When I looked up hodgepodge just now, to see if it meant what I thought it meant—a collection of disparate things put together—I discovered that I was kind of right. Here are the synonyms the Oxford Dictionary provides:
mixture, mix, mixed bag, assortment, assemblage, collection, selection, jumble, ragbag, hotchpotch, miscellany, medley, patchwork, pot-pourri, melange, mess, mishmash, confusion, clutter, farrago
gallimaufry, olio, olla podrida, salmagundi
Online, most of the hits are for Nova Scotia recipes. Hodgepodge seems to be a summertime supper dish, a mixture of fresh vegetables. My mum was born on Cape Breton Island and raised in Halifax and her term for a meal that was spur-of-the-moment or else based on what was readily available was “mixed bag.” (Leftovers were “orts”.)

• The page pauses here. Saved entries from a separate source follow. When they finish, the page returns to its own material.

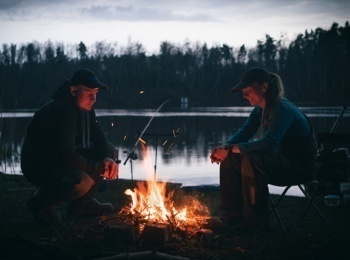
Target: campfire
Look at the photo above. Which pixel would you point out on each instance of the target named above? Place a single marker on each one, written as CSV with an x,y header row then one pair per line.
x,y
153,215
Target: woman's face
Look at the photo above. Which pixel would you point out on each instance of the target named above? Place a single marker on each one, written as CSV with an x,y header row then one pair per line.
x,y
255,94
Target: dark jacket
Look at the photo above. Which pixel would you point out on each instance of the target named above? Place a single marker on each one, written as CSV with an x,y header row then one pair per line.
x,y
54,137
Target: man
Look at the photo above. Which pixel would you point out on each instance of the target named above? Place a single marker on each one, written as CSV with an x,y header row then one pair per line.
x,y
65,153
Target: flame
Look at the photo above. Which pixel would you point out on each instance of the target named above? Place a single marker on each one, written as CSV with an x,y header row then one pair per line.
x,y
151,200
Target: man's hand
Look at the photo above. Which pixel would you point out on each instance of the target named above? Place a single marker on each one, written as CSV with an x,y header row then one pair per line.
x,y
218,154
111,169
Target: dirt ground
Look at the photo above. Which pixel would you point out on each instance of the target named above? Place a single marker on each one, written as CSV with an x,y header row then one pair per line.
x,y
21,238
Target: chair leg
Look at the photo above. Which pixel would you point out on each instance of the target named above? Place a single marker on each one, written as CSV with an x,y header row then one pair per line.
x,y
311,203
274,207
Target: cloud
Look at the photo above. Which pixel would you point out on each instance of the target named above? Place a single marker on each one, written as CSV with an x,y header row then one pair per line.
x,y
131,13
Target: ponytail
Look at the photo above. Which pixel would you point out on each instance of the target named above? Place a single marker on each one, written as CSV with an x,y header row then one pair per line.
x,y
275,92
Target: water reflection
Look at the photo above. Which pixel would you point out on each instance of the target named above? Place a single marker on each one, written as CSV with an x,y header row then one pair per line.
x,y
183,158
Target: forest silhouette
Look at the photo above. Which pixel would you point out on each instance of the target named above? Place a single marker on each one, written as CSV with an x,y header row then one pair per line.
x,y
314,68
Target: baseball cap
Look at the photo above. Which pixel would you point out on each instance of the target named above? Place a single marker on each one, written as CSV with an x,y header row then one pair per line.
x,y
87,78
251,76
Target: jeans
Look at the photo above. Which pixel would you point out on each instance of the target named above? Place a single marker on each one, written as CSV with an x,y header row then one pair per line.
x,y
244,179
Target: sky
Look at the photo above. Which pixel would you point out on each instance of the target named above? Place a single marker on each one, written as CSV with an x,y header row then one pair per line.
x,y
150,22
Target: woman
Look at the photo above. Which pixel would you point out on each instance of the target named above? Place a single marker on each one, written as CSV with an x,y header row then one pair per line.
x,y
276,145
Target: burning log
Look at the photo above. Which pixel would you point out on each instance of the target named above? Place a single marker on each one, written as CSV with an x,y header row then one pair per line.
x,y
126,234
155,233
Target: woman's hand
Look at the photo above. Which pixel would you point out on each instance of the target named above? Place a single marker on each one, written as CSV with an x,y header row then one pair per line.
x,y
218,154
111,169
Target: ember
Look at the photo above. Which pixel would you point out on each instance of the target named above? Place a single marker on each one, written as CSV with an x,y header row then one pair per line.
x,y
154,212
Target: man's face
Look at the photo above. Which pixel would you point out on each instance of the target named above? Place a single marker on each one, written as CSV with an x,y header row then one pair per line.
x,y
85,97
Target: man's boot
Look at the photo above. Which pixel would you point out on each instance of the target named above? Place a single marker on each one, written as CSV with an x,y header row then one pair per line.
x,y
42,208
88,207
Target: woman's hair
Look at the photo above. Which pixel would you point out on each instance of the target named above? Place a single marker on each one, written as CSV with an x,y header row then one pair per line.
x,y
274,92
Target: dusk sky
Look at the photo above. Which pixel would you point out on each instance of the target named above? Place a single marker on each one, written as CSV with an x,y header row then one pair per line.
x,y
149,22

Sometimes I want to make a blog post because I have bits and pieces, a hodgepodge, and this is one of those days. A fall day when the big leaf maples are at their best, some of them orange and ochre, some of them Naples yellow, like patches of sunlight among the dark conifers. Last night we drove out to Egmont for supper at the Backeddy Pub and I kept wondering why there were so many variants in the maples. I know that the yellow has to do with diminishing levels of chlorophyll and I guess the variations must be related to temperatures and moisture levels. But in one small area, the colour range was extreme.
I was hoping we’d see orcas or humpbacks from our seats by the window in the pub. Last time we watched orcas hunt seals on the rocks just across the inlet. This time, a seal swam just beyond us but no whales. The side of the mountain on the other side of the inlet was punctuated with maples.
While I type this, I’m listening to Rozhanytsya (or Рожаниця), a wonderful Ukrainian group we heard in Kyiv a few weeks ago. You can hear a sample here:
Перший альбом
John’s new book, This Was the River, has just come out with Harbour Publishing. If you’re interested in hearing him read from the book, you can listen here (there might be a better way to embed these clips but I can’t figure it out):
The image at the top of this post? Oh, it’s random, in a way, as might suit a hodgepodge. But listening to these poems reminds of the location of the title poem, the Fraser River as it surges past Lillooet. We’d gone there in October 2014 on a little road trip. And on the same trip, we were driving on Highway 8 when we saw those lovers just east of Spences Bridge. It was cold, just like today, and bright, and we stopped to watch their courtship.